I am not a pacifist. I hated Saddam Hussein. But I saw the hypocrisy of the West behind the rhetoric. When 9/11 happened, I knew Bush would be out to get scalps. I hoped that the government I had worked hard to get elected would be honourable, would be legitimate, would be constructive.

But when I saw the toadying way that Tony Blair went round the world peddling Bush's war ideology, I knew there was soon to be a parting of the ways between me and the Labour Party.

Added to that was the York factor. As a selected Labour candidate in the recent council election, I was leant on by the then leader of the council, Dave Merrett, and the chair of the District Labour Party to tow the council line on Coppergate. The last straw was my MP Hugh Bayley, a man I respected. He said one thing to the party faithful on Iraq and the need for a UN mandate for war, and then voted another way in the Commons.

I won't be voting Labour again, or Tory, so that leaves...?

Gordon Campbell-Thomas resigned his Labour Party membership over Iraq and Coppergate

NO ...says York's MP Hugh Bayley

SINCE its foundation in Bradford a hundred years ago, the Labour Party has been committed to full employment, tackling poverty, improving public welfare and international justice - and it still is. We have achieved a lot in six years in government, but there is much more to do.

We have more than halved unemployment. In York it is at its lowest level for a generation. Youth unemployment is down by 83 per cent, thanks to Labour's New Deal.

We have cut the number of children living in poverty by a million by helping their parents into work, introducing the first national minimum wage and increasing benefits for those who cannot work. The Working Tax Credit and Child Tax Credit have increased the incomes of 5,000 families in York.
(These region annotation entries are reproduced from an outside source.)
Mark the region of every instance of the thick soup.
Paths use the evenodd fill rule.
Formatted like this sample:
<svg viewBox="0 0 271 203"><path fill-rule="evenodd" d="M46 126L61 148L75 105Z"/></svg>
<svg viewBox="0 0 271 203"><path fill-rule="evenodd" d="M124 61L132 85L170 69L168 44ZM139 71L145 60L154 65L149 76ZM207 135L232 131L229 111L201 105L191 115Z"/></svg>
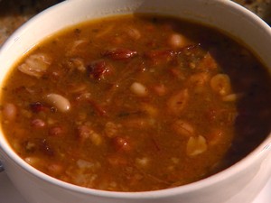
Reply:
<svg viewBox="0 0 271 203"><path fill-rule="evenodd" d="M270 74L220 32L169 17L87 22L49 37L2 87L2 128L26 162L91 189L204 179L270 132Z"/></svg>

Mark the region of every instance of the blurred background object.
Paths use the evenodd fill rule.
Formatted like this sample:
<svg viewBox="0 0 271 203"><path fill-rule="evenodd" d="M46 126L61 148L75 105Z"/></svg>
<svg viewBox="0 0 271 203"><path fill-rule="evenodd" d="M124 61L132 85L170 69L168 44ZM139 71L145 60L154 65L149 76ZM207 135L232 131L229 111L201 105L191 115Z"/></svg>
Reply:
<svg viewBox="0 0 271 203"><path fill-rule="evenodd" d="M233 0L252 11L266 23L271 23L271 0Z"/></svg>
<svg viewBox="0 0 271 203"><path fill-rule="evenodd" d="M21 24L60 0L0 0L0 45Z"/></svg>
<svg viewBox="0 0 271 203"><path fill-rule="evenodd" d="M21 24L62 0L0 0L0 46ZM232 0L271 23L271 0Z"/></svg>

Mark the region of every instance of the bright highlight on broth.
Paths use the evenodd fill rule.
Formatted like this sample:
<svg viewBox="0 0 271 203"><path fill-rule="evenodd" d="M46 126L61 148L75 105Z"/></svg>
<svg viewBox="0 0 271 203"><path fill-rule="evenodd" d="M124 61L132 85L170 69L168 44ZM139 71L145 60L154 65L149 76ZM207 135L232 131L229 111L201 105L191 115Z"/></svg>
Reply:
<svg viewBox="0 0 271 203"><path fill-rule="evenodd" d="M214 29L164 16L68 28L22 57L2 89L2 128L18 155L91 189L189 184L270 132L260 61Z"/></svg>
Some 35,000 York pensioners are getting the £200 winter fuel allowance, free eye tests, higher pensions and the first national scheme for half-price travel on buses and long distance coaches.

Mortgages are at a 30-year low and income tax rates are lower than under the Tories. Inflation is low too, which protects people's savings.
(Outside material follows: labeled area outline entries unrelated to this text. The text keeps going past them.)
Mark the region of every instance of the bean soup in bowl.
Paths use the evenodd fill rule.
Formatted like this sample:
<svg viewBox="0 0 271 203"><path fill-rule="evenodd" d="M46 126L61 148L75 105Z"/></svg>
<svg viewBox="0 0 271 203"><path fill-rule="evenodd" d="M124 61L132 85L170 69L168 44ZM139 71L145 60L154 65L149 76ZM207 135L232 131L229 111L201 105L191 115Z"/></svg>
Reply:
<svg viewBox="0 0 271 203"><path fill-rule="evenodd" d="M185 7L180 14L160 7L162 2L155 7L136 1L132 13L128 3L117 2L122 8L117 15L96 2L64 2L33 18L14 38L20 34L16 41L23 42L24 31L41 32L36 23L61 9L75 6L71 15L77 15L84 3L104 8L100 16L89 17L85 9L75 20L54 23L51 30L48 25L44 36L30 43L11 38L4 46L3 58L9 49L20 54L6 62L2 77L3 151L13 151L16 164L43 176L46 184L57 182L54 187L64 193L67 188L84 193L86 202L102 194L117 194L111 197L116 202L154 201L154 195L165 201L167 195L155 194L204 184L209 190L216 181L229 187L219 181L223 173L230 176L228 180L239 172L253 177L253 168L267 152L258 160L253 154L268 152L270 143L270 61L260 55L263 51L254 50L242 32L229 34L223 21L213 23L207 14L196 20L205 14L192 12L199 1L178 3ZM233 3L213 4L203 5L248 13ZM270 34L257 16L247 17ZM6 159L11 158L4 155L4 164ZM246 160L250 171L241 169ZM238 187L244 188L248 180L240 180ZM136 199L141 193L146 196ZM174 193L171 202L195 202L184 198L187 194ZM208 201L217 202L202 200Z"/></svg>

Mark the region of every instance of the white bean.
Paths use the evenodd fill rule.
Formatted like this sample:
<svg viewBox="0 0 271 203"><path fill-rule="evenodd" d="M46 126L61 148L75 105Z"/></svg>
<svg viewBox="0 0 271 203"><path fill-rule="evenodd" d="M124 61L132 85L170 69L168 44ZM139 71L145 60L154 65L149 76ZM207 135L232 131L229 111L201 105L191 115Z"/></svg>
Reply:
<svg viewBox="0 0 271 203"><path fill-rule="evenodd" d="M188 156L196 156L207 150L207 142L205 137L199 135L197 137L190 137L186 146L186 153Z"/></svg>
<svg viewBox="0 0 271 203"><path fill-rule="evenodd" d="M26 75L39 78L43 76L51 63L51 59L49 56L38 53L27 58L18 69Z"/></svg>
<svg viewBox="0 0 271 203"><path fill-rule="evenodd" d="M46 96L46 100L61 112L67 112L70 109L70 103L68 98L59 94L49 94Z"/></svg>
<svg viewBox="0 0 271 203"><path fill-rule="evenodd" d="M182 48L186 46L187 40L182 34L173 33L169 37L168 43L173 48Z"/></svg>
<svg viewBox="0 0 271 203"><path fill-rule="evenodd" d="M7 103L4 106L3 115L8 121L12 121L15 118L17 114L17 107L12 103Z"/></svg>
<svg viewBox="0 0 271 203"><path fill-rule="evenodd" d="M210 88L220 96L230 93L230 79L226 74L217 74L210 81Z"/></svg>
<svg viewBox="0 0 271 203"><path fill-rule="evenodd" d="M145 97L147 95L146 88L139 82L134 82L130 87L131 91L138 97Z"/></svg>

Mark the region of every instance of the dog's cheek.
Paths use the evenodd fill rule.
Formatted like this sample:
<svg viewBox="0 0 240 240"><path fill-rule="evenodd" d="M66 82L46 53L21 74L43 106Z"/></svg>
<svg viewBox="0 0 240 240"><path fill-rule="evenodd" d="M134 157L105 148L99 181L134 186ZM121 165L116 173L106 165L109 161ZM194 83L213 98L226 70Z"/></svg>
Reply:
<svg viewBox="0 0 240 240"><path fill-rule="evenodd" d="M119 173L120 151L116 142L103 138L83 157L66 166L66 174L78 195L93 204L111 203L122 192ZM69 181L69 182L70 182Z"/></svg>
The NHS in North Yorkshire received £395 per person in 1996/97 under the Conservatives. Now it gets £763 per person. York's NHS will get a record 48 per cent real-terms increase in funding over the next five years. York Hospital treats more patients now than ever before. The waiting list is down, but only by 400, so we need to keep expanding the NHS.

Education spending in York has risen from £52 million when we came to power to £72 million this year. We now have more teachers and more money for York's schools.
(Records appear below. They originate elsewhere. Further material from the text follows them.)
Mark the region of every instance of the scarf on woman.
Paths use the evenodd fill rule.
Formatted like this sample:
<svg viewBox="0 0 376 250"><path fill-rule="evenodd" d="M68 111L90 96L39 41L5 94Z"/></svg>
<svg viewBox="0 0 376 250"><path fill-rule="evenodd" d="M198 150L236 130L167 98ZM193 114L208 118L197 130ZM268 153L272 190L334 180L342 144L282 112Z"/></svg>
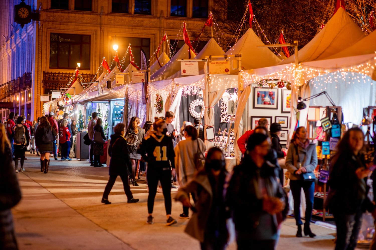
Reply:
<svg viewBox="0 0 376 250"><path fill-rule="evenodd" d="M297 138L294 141L294 144L296 146L299 146L304 149L307 149L308 145L309 145L309 141L308 140L307 140L306 141L305 143L303 143L299 139L299 138Z"/></svg>

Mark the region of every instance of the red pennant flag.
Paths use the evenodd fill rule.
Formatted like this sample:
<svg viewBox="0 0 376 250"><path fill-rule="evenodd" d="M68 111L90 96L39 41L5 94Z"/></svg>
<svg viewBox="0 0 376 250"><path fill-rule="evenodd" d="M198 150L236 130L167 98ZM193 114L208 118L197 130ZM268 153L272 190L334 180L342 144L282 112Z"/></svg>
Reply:
<svg viewBox="0 0 376 250"><path fill-rule="evenodd" d="M283 37L283 33L282 32L281 32L280 34L279 35L279 43L281 44L285 44L286 43L286 42L285 41L285 38ZM282 49L283 49L283 51L285 52L285 55L286 57L288 58L290 57L290 52L288 51L288 49L287 48L287 46L282 47Z"/></svg>
<svg viewBox="0 0 376 250"><path fill-rule="evenodd" d="M345 0L337 0L337 2L335 4L335 9L334 9L334 13L333 15L335 14L337 10L341 7L343 8L343 9L346 10L346 8L345 7Z"/></svg>
<svg viewBox="0 0 376 250"><path fill-rule="evenodd" d="M195 55L197 55L194 52L194 50L192 46L192 43L191 43L191 40L189 39L189 36L188 36L188 32L187 32L186 28L185 28L185 22L183 23L183 38L184 39L185 44L189 47L188 48L188 59L191 59L191 50Z"/></svg>
<svg viewBox="0 0 376 250"><path fill-rule="evenodd" d="M121 68L121 64L120 64L120 60L119 60L119 57L118 56L117 53L115 54L115 56L114 57L114 60L119 64L119 68L121 72L123 72L123 69Z"/></svg>
<svg viewBox="0 0 376 250"><path fill-rule="evenodd" d="M110 70L110 67L108 67L108 64L107 63L107 62L106 61L106 59L104 58L103 58L103 61L102 61L102 66L103 66L103 67L107 70L108 73L110 73L111 72L111 70Z"/></svg>
<svg viewBox="0 0 376 250"><path fill-rule="evenodd" d="M253 16L255 15L253 15L253 10L252 9L252 4L251 4L250 2L248 4L248 9L249 9L249 27L252 28L252 21L253 19Z"/></svg>
<svg viewBox="0 0 376 250"><path fill-rule="evenodd" d="M371 16L370 16L370 27L372 31L376 30L376 27L375 27L373 24L373 12L371 12Z"/></svg>
<svg viewBox="0 0 376 250"><path fill-rule="evenodd" d="M78 69L76 68L76 75L74 76L74 79L73 80L72 84L73 84L74 82L77 80L77 77L78 76Z"/></svg>
<svg viewBox="0 0 376 250"><path fill-rule="evenodd" d="M134 66L137 69L137 70L140 70L140 68L136 65L136 63L135 62L135 58L133 57L133 54L132 54L132 51L130 49L130 46L129 46L129 58L130 59L130 64Z"/></svg>

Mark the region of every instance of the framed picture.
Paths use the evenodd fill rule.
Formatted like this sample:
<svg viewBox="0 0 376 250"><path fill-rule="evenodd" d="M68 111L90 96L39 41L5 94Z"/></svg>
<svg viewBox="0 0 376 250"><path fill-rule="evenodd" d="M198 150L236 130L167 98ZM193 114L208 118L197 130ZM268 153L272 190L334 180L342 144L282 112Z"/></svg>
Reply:
<svg viewBox="0 0 376 250"><path fill-rule="evenodd" d="M287 141L287 137L288 136L288 130L282 130L279 134L279 141L281 142ZM281 142L282 144L282 142Z"/></svg>
<svg viewBox="0 0 376 250"><path fill-rule="evenodd" d="M253 108L277 109L278 89L268 88L253 88Z"/></svg>
<svg viewBox="0 0 376 250"><path fill-rule="evenodd" d="M271 116L251 116L251 129L254 129L258 127L258 121L261 118L266 118L268 120L268 124L270 126L271 124Z"/></svg>
<svg viewBox="0 0 376 250"><path fill-rule="evenodd" d="M289 118L287 116L276 116L274 121L280 124L281 127L288 129L290 128L288 126L289 120Z"/></svg>
<svg viewBox="0 0 376 250"><path fill-rule="evenodd" d="M282 113L290 113L291 112L291 90L282 90Z"/></svg>

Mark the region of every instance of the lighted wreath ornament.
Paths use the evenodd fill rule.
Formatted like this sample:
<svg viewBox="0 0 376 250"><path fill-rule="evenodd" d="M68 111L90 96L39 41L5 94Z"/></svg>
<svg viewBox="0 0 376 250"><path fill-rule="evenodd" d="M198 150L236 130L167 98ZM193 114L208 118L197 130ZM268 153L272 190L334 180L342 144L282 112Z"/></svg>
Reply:
<svg viewBox="0 0 376 250"><path fill-rule="evenodd" d="M196 112L196 107L197 106L200 106L201 108L202 109L205 106L204 101L202 100L199 100L198 99L195 100L190 103L189 113L194 118L197 118L197 119L200 119L200 118L202 118L204 117L204 112L198 113Z"/></svg>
North Yorkshire has more police officers than ever before and crime is beginning to fall, after trebling under the Tories, who did not provide a single extra officer for North Yorkshire in 18 years.

Labour led the international campaign to write off the debts of the world's poorest countries. We have doubled aid to Africa, but we have brought in new rules to make sure aid goes to poor people and is well spent.

Animal welfare is high on Labour's agenda with a ban on fur farming, improved standards for hens and pigs, better standards for animals in transit and the introduction of 'pet passports'. We are determined to ban foxhunting, despite opposition from the unelected House of Lords.

The Labour Government played a crucial role in getting international action against global warming. We have made good progress with renewable energy and cleaning up our air, rivers, beaches and water supply.

There is much more to do, but we need to keep Labour in power to do it. If Labour were to lose the general election the Tories would be back. They would cut public expenditure - leaving less money for the NHS and education and less for pensioners.

You shouldn't take Labour for granted. Voting for small radical parties may seem attractive when Labour is in power, but I remember 1987 when I lost the election by 147 votes. The Green Party took 637 votes and the Liberals 9,898, and it gave York a Tory MP for another five years.